The same logic which dictates that an injured seaman be awarded wages until he is declared fit for duty mandates that he be awarded wages until he has obtained new employment, provided, of course, that he makes a good faith effort to obtain employment after his recovery. Thus, I find that Lamont is entitled to wages from April 20, 1981 through June 21, 1981.
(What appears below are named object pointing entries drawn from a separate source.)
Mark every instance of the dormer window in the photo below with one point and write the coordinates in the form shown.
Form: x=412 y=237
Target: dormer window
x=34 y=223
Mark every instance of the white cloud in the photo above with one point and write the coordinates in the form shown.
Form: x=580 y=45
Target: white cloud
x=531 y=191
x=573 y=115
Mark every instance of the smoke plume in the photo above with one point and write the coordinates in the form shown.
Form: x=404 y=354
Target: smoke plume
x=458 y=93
Defendant contests plaintiff's demand that "overtime" be included in the computation of his unearned wages. The parties have stipulated that average "overtime" earnings for a seaman such as plaintiff aboard the Atlantic was 91.33 percent of base wages, or $1,385.41 per month from September 2, 1980 to December 15, 1980 and $1,422.40 per month from December 16, 1980 to the voyage's conclusion. See Stipulation of Facts, P 11. Thus, much of the total income earned by a seaman on the Atlantic was "overtime" compensation. In light of the apparent custom and practice in this case of the seamen working a substantial amount of "overtime," I conclude that Lamont is entitled to recover, in full, the compensation that he would have earned but for his illness or injury as such an assessment can be made without speculation. Cf. Burke v. Mathiasen's Tanker Industries, Inc., 393 F. Supp. 790, 794 (E.D. Pa. 1975) (held that seaman was not entitled to extra days pay for months containing 31 days where it was customary to pay seamen on a monthly basis); Robinson v. Pocahontas, Inc., 477 F.2d 1048, 1050 (5th Cir. 1973) (plaintiff was entitled to payment through end of fishing season).
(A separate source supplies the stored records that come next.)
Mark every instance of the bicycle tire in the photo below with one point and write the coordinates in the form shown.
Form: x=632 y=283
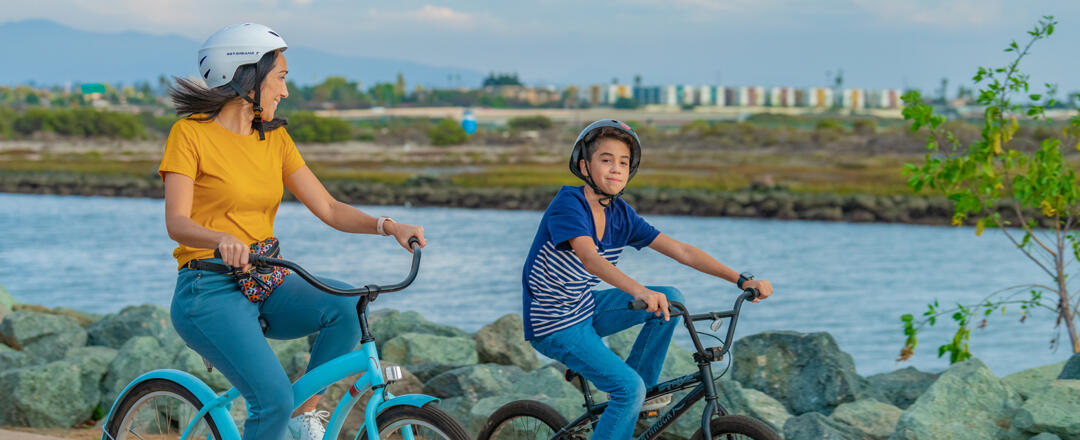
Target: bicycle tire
x=127 y=412
x=726 y=427
x=523 y=420
x=435 y=423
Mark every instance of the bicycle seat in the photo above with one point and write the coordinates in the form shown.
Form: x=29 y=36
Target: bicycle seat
x=262 y=323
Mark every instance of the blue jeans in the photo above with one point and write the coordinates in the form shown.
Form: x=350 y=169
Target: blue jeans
x=580 y=348
x=218 y=322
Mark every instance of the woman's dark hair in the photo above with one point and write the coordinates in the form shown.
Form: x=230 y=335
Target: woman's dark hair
x=190 y=97
x=606 y=133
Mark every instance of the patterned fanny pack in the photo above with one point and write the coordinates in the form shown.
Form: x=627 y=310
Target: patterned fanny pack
x=258 y=283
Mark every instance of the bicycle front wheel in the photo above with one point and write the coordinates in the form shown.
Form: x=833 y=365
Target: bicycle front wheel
x=732 y=427
x=523 y=420
x=427 y=423
x=159 y=409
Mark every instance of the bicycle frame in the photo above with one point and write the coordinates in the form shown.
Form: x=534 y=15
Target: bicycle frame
x=703 y=378
x=364 y=360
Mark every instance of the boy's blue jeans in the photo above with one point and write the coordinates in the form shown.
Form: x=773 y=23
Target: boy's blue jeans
x=580 y=347
x=218 y=322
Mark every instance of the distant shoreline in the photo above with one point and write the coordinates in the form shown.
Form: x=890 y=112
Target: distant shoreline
x=754 y=203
In ancient times the free men working on the galleys (generally the officers) would share in the fortunes of the ship. If the ship were lost they would receive little or nothing for their work. If the market turned against the shipowner, again their pay would reflect that fact. And, if the voyage were successful, the free men would share in the profits. Under English law in the days of wooden ships, the sailor received not only his pay but portion of any prize money earned by the ship.
The whaling vessels sailing from our own New England ports paid the sailors not only wages, but a portion above that where the voyage was a success. These monies became part of the expectation of the sailor when signing articles. And the payment of unearned wages to an ill or injured seaman includes the full amount reasonably expected by the parties to be paid during the voyage.
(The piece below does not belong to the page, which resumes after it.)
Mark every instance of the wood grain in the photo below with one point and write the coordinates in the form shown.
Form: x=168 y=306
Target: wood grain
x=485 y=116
In modern days this reasonable expectation includes "overtime." The normal work day on board ship is not the "9 to 5 existence" of the land-locked employee. The life of the seamen is dependent on his ship and the welfare of the ship is dependent on the seaman. What chaos would result if the order "All hands to duty stations" were considered merely an invitation to work "overtime." The expectation of "overtime" amounting to almost 100 percent of the base rate has led the parties to the major collective bargaining contracts covering American seamen to provide that generally sailors will be aboard ship only six months out of each year. This is done because it is the common expectation of the parties that the seaman will be able to earn the annual base income when "overtime" is included in the six month pay. I must conclude therefore that the unearned wages due to a seaman who becomes ill or injured aboard ship includes the "overtime" pay reasonably expected by the parties to be paid during the voyage. Defendant has cited no definitive case law and has presented no compelling arguments why "overtime" wages should be excluded here.
Thus, plaintiff may recover "overtime" earnings for the period from September 13, 1980 through April 19, 1981.
Accordingly, plaintiff's motion for summary judgment is granted and defendant's motion is denied. Plaintiff is directed to submit a judgment on notice for $17,070.55. Plaintiff's application for attorney's fees, is granted. Written application, including detailed records is to be submitted within 14 days of the date hereof.